What is the logic behind the fact that if the p-value is lower than the level of significance, you can automatically reject the null hypothesis? My intuition leads me to believe it would be the opposite

I say this frequently, but CFA Institute (and the prep providers) are disgustingly incompetent at teaching statistics, which is why they lead you to believe it is “automatic”, and why they can’t provide a decent explanation of most things. This kind of hypothesis testing is actually a mashup of 2 distinct schools of thought.

The true p-value definition is the probability of observing a result (say, sample mean) at least as contradictory (far away from, showing disagreement) to the null hypothesis as the observed result, assuming the null hypothesis is true.

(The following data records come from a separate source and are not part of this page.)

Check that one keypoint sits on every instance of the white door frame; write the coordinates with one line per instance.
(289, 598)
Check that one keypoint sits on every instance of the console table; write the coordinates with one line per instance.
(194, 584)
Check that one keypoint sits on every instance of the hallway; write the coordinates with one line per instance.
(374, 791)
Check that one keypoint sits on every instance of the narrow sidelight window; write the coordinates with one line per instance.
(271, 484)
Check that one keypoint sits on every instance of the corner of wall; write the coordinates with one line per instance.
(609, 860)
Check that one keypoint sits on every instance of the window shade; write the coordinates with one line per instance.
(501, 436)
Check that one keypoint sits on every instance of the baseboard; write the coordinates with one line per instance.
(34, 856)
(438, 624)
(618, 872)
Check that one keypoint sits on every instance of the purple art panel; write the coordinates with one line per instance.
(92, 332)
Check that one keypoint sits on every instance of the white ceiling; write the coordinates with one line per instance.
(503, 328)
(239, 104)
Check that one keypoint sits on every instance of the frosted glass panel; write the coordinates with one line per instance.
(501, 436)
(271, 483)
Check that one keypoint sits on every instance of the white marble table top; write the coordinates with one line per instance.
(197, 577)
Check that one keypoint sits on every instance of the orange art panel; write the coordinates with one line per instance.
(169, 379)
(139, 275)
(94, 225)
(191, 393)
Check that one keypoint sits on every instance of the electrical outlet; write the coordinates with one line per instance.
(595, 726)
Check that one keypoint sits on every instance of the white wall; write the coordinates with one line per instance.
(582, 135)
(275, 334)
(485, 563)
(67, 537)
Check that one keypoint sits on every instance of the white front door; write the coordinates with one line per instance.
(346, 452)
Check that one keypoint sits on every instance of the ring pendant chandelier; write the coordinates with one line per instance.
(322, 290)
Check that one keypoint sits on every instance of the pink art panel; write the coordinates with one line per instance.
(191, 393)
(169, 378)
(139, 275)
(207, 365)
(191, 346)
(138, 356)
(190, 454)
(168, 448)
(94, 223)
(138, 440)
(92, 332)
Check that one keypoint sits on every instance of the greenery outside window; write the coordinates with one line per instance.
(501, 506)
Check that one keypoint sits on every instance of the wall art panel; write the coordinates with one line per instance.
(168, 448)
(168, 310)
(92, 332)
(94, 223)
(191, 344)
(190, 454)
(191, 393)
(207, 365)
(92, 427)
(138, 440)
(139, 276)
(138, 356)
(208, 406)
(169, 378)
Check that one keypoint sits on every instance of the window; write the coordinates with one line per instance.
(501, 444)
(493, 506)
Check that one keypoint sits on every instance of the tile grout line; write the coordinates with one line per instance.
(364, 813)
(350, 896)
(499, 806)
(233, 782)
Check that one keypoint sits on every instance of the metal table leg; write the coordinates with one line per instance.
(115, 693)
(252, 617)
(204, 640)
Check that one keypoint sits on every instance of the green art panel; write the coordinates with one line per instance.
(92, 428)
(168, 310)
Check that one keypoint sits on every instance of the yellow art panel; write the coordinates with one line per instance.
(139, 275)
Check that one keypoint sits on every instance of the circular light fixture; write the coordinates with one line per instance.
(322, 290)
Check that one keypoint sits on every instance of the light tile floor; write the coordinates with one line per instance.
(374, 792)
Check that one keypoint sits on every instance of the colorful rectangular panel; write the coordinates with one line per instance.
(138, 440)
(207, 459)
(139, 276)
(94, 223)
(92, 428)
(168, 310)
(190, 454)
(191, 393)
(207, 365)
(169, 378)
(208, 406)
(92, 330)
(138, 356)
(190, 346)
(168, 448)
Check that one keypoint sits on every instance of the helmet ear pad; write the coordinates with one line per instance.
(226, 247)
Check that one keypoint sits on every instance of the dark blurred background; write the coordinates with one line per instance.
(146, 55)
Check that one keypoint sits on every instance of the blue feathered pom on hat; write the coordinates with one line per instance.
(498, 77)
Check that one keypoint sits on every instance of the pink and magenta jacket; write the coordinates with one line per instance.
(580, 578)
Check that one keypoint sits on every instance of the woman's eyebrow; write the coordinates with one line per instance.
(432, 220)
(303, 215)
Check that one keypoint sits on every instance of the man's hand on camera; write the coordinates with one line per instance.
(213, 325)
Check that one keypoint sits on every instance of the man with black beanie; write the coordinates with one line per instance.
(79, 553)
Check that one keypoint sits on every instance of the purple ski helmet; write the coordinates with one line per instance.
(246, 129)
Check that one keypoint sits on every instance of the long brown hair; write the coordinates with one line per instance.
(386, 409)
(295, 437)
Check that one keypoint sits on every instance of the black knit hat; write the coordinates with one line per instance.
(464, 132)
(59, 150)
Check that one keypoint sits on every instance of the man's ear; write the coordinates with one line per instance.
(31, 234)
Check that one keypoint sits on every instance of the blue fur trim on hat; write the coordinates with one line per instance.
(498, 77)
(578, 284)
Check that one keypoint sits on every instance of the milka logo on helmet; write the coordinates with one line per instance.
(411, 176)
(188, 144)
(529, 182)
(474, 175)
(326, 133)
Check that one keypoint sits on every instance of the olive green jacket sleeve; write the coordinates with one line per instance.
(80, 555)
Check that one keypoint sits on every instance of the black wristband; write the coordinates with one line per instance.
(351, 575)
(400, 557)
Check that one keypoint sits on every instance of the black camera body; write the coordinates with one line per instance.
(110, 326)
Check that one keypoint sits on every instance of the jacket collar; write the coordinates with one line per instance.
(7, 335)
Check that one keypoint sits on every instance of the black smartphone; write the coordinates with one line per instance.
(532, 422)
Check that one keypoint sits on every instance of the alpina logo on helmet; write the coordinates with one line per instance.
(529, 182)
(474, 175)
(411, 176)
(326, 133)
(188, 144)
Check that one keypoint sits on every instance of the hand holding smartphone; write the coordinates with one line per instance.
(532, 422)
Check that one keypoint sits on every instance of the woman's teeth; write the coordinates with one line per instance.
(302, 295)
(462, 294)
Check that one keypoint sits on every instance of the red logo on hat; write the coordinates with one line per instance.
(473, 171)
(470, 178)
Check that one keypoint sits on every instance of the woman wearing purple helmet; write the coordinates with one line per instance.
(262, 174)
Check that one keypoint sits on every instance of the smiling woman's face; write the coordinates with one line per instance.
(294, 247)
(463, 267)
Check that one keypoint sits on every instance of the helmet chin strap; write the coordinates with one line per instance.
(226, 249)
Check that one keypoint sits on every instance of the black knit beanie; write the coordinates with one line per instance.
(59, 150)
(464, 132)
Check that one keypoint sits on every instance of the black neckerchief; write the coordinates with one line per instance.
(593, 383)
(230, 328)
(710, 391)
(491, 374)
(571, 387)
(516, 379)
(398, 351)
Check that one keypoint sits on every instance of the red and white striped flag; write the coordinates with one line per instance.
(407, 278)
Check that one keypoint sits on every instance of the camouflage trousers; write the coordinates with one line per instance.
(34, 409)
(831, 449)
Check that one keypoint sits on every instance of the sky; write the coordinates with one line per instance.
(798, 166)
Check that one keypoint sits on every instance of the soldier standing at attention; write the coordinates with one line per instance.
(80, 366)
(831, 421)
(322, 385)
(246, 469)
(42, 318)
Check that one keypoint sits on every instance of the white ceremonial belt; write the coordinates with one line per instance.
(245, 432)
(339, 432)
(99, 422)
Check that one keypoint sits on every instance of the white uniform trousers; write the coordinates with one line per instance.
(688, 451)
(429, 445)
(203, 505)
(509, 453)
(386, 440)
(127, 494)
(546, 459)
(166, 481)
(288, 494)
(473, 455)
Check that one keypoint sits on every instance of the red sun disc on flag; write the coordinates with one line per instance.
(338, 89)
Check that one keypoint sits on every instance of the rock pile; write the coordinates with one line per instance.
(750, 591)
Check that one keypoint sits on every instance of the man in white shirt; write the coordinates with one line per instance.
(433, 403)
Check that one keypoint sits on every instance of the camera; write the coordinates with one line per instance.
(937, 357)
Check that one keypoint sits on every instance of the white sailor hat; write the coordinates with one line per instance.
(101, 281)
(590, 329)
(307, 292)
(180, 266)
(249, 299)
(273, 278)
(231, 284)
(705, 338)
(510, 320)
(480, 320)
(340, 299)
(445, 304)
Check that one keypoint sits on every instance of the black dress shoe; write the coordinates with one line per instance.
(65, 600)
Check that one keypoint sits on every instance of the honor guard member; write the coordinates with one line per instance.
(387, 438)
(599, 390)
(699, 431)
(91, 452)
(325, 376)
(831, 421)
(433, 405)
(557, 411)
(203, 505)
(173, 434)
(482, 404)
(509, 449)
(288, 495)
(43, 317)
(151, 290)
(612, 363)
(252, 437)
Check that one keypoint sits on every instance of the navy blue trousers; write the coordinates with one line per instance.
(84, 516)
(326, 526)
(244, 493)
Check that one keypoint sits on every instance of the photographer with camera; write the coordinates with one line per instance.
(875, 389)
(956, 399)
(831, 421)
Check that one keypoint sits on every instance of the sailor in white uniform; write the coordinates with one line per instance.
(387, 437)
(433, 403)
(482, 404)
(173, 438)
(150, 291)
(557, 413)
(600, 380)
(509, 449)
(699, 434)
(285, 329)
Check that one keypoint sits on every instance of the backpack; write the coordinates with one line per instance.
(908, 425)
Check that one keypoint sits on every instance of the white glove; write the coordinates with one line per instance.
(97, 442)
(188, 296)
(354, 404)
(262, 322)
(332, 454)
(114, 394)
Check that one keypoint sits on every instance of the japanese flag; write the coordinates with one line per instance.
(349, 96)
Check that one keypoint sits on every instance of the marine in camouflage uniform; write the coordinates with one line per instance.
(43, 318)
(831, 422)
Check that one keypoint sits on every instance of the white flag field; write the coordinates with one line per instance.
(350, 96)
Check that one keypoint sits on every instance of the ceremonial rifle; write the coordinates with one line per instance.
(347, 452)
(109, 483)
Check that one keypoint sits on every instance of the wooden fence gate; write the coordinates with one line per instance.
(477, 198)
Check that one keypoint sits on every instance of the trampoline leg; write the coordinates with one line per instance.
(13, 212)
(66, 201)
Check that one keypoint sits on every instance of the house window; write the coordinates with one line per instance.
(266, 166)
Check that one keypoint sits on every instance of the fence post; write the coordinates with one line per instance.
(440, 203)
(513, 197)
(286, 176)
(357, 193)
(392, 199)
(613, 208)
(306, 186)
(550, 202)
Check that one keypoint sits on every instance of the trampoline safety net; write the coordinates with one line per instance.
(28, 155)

In context for a two tailed test: Suppose a sample correlation coefficient of .7 and p-value .03. If there truly is zero Pearson correlation (Null is true, rho=zero), the probability of seeing a correlation at least as extreme as |.7| is .03.

The idea is that if we see relatively small p-values we need to think that something is amiss, such as bias or an assumption. If we correct biases and repeat experiments/studies and see similar results, maybe one of our assumptions (such as the null hypothesis) is incorrect. This was developed for inductive inferences as a continuous measure of evidence.

The alpha cutoff was introduced as a way to use summarized evidence to make decisions while controlling long-run error rates (Type I error rate defined as alpha, Type II error rate as beta). Each decision we must weigh the risks and benefits of committing each kind of error. The more egregious error should be the Type I error since we desire to avoid it more and can more accurately control this long-run event rate. Again, this was developed for behavioral decisions.

The merged idea (some people say this was a bad idea): IF the null hypothesis is true, we make a Type I error any time we reject Ho. So, if we set alpha at .05, then any time we see a p-value .05 or less, we reject Ho. If the null is true, this will occur at a rate of alpha (.05 in our example, assuming continuous distributions and valid assumptions).

Really simple explanation: we’re setting an a priori long-run threshold to decide if something provides enough evidence for us to reject one of several underlying assumptions (the null hypothesis). If it falls below the threshold, it tells us our data disagree “enough” (based on our threshold of alpha) to make a conclusion of the alternative.

Not reviewed for minor errors, feel free to correct or ask questions.

Thank you so much! This is the most in-depth and thoughtful reply I’ve ever been given on this website. Much appreciated

I’m sure some dude with a horse will outdo me in no time! Glad you thought it was helpful!